Current account deficit reaches new high in Q4FY10
India’s BoP recorded a surplus of USD 2.1 bn during Q4FY10, more or less same as the previous quarter. Current account balance worsened a bit from the previous quarter, but was compensated by almost equal increase on the capital account.

Current account deficit stood at ~USD 13 bn during the quarter under review, amounting to ~3.4% of GDP, historically on the higher side. Among the important components of the current account, merchandise balance and private transfers deteriorated, while software earnings improved.

Capital account surplus recovered marginally to ~USD 15 bn in Q4FY10 from ~USD 14 bn in Q3. While FII and short-term trade credit have been robust, ECB has fallen sharply to near-zero in Q4. FDI trend has also been modest in recent quarters.

BoP stages a turnaround in FY10
On full FY10 basis, BoP situation is much healthier over FY09, recording a surplus of ~USD 14 bn against deficit of USD 20 bn in FY09.

On the current account side, considerable decline in invisibles was recorded primarily on the back of lower receipts under miscellaneous services despite a pick-up in software earnings and private transfers. Trade deficit was largely stable at ~USD 118 bn. Overall, current account deficit deteriorated by ~USD 10 bn during FY10.

As regards the capital account, FDI increased marginally, but FIIs and short term trade credit rebounded quite strongly with recovery in global sentiments and risk appetite. ECB, however, disappointed, falling to USD 2.5 bn in FY10 from ~USD 8 bn in FY09.

FII, ECB to determine BoP dynamics in the near term
In the coming quarters, the current account would be influenced by few key factors such as India’s demand for imports, trends in global commodity prices particularly crude oil and movement in exchange rate. We expect India’s import demand to remain strong but weaker demand in western economies would weigh on India’s exports. However, likely subdued commodity prices amidst a weaker global recovery can potentially extend a favourable impact for India’s trade balance.
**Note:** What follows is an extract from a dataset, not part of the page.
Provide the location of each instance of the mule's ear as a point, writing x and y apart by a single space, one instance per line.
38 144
Persistent and significant appreciation in the INR during FY10 (~13% in nominal terms against USD and ~18% in real terms – 6 currency REER) did not impact trade balance or software earnings in any significant way. However, continued appreciation in REER from current levels could prove unfavourable to these segments. This can potentially deter any improvement in India’s trade balance in the coming quarters. Subdued economic activities in the developed countries are not conducive for an improvement in the invisibles account either.

The critical factor for any large swing in the overall BoP can, thus, come from the capital account only. Within capital account also, FDI is by and large stable. In sum, thus, the dynamics of the overall BoP would be weighed heavily by FII flows, ECBs and trade credit.